It is a common knowledge that most people loose on equity trading. Yes, if they resort to investing in lieu of trading, then most people earn. I am listing certain myths around which so called investors revolve their investment( actually trading) strategy......
Currency is an asset class
This is a myth. Currency does not grow on its own, rather it looses its value if not invested in some asset class due to inflation. However keeping money as emergency fund is desirable. Money even invested/kept in saving a/c, FDs looses its value post tax and inflation.Various asset classes like equity, bullion, real estate,debt funds, art work, wines etc may be mentioned here for context .In present economic conditions, equity is only asset class which is giving returns post tax & inflation.
Booking Profit Syndrome
Most of the investors( actually traders) have no capacity to digest profit but have ravenous apatite for loss.If a scrip has gone up by say 20%, they would book the profit but would not contain the losses in some other scrip.We do not sell businesses after taking initial profit in the first year itself, rather nurture it as milch cattle to get continuous profit and have a sort of bonding that the same business becomes our identity. Same should go with the stocks purchased after deep research. And where do we take this money? If it is required for some obligation, fine but to purchase some other scrip based on tip or additional purchase in some loss making scrip, what are we doing? We are leaving a trusted and efficient horse to ride an untested or already ailing horse..... a little consideration will prove my point.
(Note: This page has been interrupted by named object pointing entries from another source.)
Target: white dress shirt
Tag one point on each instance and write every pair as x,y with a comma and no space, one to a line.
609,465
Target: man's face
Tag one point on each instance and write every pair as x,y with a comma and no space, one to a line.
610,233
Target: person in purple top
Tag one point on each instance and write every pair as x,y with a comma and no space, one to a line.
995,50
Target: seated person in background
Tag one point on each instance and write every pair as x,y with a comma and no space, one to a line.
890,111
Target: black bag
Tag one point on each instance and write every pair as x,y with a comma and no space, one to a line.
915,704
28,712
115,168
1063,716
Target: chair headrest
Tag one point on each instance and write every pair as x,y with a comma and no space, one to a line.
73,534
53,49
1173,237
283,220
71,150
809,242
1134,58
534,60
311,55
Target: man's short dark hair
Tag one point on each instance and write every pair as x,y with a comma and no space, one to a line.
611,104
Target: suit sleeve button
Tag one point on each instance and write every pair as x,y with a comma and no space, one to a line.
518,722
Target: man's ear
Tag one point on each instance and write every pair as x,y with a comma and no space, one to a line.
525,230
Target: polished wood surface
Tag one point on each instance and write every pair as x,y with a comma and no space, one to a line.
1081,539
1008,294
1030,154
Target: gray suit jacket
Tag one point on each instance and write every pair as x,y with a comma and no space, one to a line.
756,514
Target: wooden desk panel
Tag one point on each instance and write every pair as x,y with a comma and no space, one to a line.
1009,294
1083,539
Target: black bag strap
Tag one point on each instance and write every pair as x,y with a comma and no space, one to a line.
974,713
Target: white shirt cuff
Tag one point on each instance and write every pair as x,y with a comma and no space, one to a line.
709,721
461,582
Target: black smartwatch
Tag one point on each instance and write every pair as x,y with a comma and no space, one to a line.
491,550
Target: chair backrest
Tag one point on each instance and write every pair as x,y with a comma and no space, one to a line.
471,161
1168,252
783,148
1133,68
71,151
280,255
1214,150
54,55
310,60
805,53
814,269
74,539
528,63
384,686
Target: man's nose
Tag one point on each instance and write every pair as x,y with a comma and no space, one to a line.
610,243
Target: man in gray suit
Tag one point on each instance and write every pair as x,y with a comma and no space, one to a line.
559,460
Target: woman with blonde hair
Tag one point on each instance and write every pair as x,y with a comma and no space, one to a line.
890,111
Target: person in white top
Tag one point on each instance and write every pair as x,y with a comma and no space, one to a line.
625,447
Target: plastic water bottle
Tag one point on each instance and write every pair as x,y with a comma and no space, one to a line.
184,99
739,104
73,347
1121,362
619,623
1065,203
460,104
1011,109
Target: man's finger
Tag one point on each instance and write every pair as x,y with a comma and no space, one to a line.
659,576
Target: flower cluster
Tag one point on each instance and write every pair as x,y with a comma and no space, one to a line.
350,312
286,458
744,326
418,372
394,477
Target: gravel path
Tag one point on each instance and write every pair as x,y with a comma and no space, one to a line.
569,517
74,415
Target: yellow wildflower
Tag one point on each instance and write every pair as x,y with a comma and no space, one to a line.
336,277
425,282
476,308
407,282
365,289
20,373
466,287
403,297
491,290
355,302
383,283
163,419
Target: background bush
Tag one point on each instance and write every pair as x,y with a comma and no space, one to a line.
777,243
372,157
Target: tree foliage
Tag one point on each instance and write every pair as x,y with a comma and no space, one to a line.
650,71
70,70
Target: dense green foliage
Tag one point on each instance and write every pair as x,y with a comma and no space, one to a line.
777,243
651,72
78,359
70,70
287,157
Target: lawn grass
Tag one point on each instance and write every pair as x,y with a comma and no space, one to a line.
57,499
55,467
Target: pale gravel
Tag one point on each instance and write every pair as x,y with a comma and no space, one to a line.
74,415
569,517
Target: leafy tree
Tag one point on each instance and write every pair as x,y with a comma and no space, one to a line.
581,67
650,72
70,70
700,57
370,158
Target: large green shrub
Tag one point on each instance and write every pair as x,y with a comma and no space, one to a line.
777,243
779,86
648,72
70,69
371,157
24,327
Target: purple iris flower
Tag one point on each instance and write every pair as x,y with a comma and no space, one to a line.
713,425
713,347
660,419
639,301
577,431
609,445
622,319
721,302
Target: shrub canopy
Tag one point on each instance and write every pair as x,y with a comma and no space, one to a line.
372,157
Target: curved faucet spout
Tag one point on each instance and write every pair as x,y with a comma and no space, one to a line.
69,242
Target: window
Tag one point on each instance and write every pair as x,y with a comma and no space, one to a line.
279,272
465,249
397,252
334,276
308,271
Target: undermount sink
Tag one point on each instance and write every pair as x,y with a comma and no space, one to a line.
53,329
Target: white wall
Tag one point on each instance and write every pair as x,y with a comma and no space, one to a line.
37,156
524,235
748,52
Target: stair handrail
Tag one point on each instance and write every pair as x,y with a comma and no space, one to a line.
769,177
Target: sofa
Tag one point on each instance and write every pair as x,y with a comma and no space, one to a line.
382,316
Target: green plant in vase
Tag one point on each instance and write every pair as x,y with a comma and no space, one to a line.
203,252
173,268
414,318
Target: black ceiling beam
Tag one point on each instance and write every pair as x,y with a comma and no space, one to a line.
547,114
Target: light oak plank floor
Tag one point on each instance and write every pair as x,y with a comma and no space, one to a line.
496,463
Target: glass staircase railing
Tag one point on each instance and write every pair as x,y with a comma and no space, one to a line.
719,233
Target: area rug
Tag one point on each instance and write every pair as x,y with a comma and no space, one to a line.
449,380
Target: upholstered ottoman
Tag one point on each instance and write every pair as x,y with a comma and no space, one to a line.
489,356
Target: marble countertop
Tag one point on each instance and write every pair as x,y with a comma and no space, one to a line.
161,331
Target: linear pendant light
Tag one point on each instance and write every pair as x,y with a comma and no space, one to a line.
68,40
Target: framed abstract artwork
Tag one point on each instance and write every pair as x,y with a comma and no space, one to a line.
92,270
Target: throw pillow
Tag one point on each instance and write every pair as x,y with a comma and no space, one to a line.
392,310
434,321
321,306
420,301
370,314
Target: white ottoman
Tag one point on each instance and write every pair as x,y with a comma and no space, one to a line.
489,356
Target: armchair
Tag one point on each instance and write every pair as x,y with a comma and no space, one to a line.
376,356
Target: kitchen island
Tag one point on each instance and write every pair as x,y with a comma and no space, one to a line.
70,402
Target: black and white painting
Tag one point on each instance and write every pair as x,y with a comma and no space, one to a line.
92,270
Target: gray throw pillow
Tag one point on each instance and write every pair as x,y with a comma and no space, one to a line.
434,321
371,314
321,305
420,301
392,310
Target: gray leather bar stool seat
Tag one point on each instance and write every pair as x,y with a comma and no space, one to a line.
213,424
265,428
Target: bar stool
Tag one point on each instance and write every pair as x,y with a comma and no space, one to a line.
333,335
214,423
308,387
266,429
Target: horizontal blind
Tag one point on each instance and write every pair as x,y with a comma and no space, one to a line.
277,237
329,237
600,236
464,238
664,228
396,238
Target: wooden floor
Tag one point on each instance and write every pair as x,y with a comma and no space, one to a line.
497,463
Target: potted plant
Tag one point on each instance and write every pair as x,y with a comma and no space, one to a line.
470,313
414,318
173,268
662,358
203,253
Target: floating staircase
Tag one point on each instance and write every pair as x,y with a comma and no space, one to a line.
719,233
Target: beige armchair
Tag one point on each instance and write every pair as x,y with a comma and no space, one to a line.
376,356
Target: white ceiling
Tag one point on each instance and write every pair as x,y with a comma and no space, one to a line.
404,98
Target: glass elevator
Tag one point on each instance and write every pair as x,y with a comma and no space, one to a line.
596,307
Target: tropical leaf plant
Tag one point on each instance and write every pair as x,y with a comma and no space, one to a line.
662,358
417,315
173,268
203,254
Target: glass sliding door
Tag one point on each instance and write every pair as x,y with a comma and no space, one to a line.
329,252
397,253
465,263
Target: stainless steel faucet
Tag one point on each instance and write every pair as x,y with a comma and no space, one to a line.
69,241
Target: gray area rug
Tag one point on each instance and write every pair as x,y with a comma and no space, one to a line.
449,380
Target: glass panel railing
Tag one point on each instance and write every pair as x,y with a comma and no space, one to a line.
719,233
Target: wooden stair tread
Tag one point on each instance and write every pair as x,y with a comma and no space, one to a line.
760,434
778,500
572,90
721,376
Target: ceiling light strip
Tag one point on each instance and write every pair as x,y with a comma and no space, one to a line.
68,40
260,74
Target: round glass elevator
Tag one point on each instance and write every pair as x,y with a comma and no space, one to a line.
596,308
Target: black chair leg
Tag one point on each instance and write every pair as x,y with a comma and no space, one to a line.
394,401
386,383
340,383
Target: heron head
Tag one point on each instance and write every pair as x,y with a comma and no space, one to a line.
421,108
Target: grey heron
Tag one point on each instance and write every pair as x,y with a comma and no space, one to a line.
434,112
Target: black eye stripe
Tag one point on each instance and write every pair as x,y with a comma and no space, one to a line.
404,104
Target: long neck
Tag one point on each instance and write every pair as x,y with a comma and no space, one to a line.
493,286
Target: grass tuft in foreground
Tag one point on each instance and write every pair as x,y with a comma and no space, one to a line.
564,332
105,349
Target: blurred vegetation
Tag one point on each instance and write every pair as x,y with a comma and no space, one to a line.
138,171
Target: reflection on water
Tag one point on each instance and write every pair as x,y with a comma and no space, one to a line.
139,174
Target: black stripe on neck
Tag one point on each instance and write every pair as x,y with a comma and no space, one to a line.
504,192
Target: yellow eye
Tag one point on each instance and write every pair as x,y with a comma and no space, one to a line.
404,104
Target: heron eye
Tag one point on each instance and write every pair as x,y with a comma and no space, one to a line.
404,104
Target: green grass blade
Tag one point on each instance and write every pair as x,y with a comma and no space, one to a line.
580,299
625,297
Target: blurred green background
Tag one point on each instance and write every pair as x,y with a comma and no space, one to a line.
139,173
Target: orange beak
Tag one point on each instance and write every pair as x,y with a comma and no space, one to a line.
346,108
Averaging the Loss Syndrome
In a carefully selected portfolio of 10 scrips, if 6 are giving above average returns and over all returns are also above average, the portfolio is treated to be performing exceedingly well. However the portfolio is expected to be dynamically managed. If out of these 10 scrips, one odd scrip is in loss, it is absolutely normal. If growth story is intact, this is bound to regain but buying the same scrip more to average the loss may prove to be disastrous. My ailing horse argument holds good here also. We should rather book the loss then to put more money into the scrip.In a long term investment story, one needs to worry only if a scrip has gone down more than 40% in an otherwise okay investment and growth scenario.If the economy grows, then most businesses will grow and do well, and what the investor has to do is choose stocks that have some better-than-average characteristics. If you keep doing so without getting carried away too much, then there's a very high probability that you will make excellent long-term returns which are essentially unaffected by the steady flow of supposedly important events.